Known as the Personalised Asthma Risk Score (PARS), it has the potential to help prevent the condition in some children by identifying those at moderate to high risk who could benefit from interventions.
It was developed by clinicians at Cincinnati Children’s Hospital Medical Center in Ohio in partnership with colleagues at Southampton General Hospital and can be used by clinicians and families.
They are asked to answer questions about eczema, wheezing, race, allergies and parental asthma history, with the tool available in chart form, online and as a smartphone or tablet app.
It then gives a score between zero and 15 which categorises a child as having a low, moderate or high risk of developing asthma by the age of seven through a percentage calculation.
The development has been unveiled in a study published online by The Journal of Allergy and Clinical Immunology which was funded by the National Institutes of Health in the US.
PARS was found to be 11% more effective than the currently-used system, the Asthma Predictive Index (API), in identifying those who go on to develop the condition.
In addition to using parental asthma, wheezing unrelated to colds and eczema as factors, as in the API, PARS also incorporates wheezing before the age of three, single and multiple allergy history and race in its calculation.
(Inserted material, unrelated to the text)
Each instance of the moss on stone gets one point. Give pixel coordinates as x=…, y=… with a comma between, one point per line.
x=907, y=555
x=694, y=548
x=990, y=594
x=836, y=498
The researchers analysed PARS against the data of 762 infants born between 2001 and 2003 in Cincinnati and Northern Kentucky and 1,456 born and enrolled between 1989 and 1990 from the David Hide Asthma and Allergy Research Centre on the Isle of Wight.
“The ability to accurately predict which children will develop asthma continues to be a challenge for clinicians,” said Professor Hasan Arshad, a consultant in respiratory medicine at University Hospital Southampton NHS Foundation Trust and co-author of the study.
“PARS has the potential to be an important innovation as it uses information routinely collected at assessment, does not require blood testing and has an improved ability to predict asthma development in children with fewer risk factors.
“This is significant as wheeze is common in early childhood and identifying children at risk of asthma development is the first step in developing interventions to prevent childhood asthma.”
Dr Ramesh Kurukulaaratchy, a consultant in respiratory medicine at UHS and part of the study team, added: “A common question that parents face is whether or not their wheezy child will go on to have asthma. This simple tool should help clinicians answer that question with much greater confidence than before.
“Importantly, what we have shown in this study is that it can be used reliably for populations in the USA as well as the UK, suggesting it has wide applicability.”
The PARS tool is available at pars.research.cchmc.org.